Karl-Heinz Rummenigge hat sich zu seinem Verhältnis zu Präsident Uli Hoeneß geäußert. Außerdem sprach der Vorstandsvorsitzende des FC Bayern über Trainer Carlo Ancelotti und Sportdirektor Hasan Salihamidzic.

Karl-Heinz Rummenigge hat sich zu seinem Verhältnis zu Präsident Uli Hoeneß geäußert. Außerdem sprach der Vorstandsvorsitzende des FC Bayern über Trainer Carlo Ancelotti und Sportdirektor Hasan Salihamidzic.

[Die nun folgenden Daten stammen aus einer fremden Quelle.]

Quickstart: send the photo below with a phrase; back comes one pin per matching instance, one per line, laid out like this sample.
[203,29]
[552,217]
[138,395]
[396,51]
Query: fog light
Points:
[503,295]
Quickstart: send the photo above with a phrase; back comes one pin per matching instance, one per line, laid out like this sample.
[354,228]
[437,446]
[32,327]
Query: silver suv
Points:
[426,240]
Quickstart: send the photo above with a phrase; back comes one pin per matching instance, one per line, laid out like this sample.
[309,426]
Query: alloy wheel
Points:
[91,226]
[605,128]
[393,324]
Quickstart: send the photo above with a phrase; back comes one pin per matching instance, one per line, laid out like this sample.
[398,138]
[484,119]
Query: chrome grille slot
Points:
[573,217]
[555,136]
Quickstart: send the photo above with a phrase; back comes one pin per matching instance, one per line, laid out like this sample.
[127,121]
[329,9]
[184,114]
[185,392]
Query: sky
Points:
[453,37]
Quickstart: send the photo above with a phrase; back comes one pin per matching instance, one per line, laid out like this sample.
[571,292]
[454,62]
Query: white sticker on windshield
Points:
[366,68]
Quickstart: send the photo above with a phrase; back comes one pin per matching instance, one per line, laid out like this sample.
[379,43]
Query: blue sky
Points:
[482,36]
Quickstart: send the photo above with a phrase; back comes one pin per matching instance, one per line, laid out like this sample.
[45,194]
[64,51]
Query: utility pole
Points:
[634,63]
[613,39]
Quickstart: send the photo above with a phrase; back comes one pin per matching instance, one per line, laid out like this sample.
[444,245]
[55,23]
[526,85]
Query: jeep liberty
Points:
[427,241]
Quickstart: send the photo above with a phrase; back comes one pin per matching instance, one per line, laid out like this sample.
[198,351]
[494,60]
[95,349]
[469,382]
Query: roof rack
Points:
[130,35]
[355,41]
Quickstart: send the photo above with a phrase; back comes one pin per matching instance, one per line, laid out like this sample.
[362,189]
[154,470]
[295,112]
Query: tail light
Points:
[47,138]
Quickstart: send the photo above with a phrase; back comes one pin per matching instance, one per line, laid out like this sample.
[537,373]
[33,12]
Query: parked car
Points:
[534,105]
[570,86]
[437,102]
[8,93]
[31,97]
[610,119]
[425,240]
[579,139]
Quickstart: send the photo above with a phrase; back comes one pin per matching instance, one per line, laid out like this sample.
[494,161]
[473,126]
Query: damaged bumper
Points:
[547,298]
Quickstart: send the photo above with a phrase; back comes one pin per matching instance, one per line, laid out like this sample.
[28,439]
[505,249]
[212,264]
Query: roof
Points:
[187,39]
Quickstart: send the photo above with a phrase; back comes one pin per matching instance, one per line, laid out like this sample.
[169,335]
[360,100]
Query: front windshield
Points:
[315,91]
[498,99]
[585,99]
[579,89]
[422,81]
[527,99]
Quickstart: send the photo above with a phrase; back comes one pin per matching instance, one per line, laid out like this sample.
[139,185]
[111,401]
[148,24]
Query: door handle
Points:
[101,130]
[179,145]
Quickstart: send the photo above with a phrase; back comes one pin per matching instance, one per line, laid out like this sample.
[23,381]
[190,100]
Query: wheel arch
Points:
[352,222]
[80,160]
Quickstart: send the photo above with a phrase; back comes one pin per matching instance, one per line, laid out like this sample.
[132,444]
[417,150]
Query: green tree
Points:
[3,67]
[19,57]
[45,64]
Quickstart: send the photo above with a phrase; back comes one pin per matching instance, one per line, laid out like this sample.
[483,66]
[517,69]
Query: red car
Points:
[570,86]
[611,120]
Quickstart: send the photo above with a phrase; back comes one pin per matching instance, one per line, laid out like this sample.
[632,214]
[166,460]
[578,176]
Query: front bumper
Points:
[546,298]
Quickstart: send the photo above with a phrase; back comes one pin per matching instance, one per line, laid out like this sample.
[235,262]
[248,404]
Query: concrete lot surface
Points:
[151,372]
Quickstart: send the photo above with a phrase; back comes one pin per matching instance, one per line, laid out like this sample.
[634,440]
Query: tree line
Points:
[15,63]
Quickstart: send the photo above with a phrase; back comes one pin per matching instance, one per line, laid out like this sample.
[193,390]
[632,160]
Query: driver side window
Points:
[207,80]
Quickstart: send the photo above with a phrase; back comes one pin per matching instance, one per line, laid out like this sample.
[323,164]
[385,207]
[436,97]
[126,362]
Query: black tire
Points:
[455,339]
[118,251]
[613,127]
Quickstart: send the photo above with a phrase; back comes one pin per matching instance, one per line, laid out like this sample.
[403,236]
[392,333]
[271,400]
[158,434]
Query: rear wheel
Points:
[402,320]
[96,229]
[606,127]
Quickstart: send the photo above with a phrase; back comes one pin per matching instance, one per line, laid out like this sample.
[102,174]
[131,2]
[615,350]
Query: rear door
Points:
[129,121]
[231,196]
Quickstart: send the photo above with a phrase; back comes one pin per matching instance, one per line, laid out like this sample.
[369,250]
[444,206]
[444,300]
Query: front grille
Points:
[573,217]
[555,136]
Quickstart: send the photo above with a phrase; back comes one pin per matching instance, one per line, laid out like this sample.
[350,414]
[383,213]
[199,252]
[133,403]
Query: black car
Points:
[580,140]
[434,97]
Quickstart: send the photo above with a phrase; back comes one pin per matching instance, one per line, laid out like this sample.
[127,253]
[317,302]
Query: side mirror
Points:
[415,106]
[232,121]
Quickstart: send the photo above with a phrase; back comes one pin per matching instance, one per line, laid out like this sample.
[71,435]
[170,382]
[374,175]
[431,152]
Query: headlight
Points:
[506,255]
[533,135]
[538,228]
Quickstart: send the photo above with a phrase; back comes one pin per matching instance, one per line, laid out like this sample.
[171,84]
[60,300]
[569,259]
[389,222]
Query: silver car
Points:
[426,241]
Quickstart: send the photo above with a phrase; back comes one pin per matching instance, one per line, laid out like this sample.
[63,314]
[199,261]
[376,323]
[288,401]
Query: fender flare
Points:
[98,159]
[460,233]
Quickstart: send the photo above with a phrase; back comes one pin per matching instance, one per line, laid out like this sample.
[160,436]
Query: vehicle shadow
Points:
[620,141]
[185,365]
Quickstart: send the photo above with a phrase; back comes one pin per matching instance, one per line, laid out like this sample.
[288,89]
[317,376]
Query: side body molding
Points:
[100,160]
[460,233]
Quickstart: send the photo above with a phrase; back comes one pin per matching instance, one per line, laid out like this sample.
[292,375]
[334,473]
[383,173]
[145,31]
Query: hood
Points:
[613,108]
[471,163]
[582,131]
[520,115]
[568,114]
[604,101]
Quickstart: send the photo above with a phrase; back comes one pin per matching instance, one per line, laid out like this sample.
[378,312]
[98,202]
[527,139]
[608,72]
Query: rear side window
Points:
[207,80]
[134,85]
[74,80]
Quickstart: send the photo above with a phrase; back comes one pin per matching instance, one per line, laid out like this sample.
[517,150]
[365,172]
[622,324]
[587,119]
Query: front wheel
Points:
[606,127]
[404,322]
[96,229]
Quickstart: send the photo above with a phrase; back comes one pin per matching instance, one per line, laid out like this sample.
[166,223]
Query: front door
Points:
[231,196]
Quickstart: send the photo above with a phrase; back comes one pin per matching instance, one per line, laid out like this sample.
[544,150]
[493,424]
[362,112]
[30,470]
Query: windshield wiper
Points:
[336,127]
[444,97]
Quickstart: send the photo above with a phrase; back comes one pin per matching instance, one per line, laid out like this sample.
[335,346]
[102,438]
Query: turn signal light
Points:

"Wir haben noch nicht wieder geheiratet", sagte Rummenigge bei Eurosport auf Hoeneß angesprochen. Letztlich finde man aber immer einen Konsens, meinte der 61-Jährige weiter.

"Wir haben hin und wieder auch unterschiedliche Meinungen", so Rummenigge: "Das ist aber auch fruchtbar für den Klub. Es ist wichtig, dass wir am Ende des Tages zu einer gemeinsamen Gefechtslage finden."

Rummenigge verteidigt Salihamidzic

Außerdem sprach der Mann aus Lippstadt über die öffentliche Kritik an Ancelotti: "Bei uns steht er gar nicht in der Kritik. Für einen Trainer ist es bei Bayern München nicht ganz einfach. Man muss alles gut austarieren. Wenn einer dazu in der Lage ist, dann ist es unser Carlo."

Und zu Salihamidzic erklärte Rummenigge: "Man darf nicht vergessen, dass er neu in dem Job ist. Man muss ihm eine Eingewöhnungszeit zugestehen. Er ist beinahe jeden Tag bei mir im Büro. Irgendeine Sau wird immer durch das Dorf getrieben und muss dann wieder in den Stall. Er ist extrem fleißig. Er ist fast immer der Erste im Büro und der Letzte, der geht. Ich bin mit Hasan sehr zufrieden und glücklich, dass er da ist."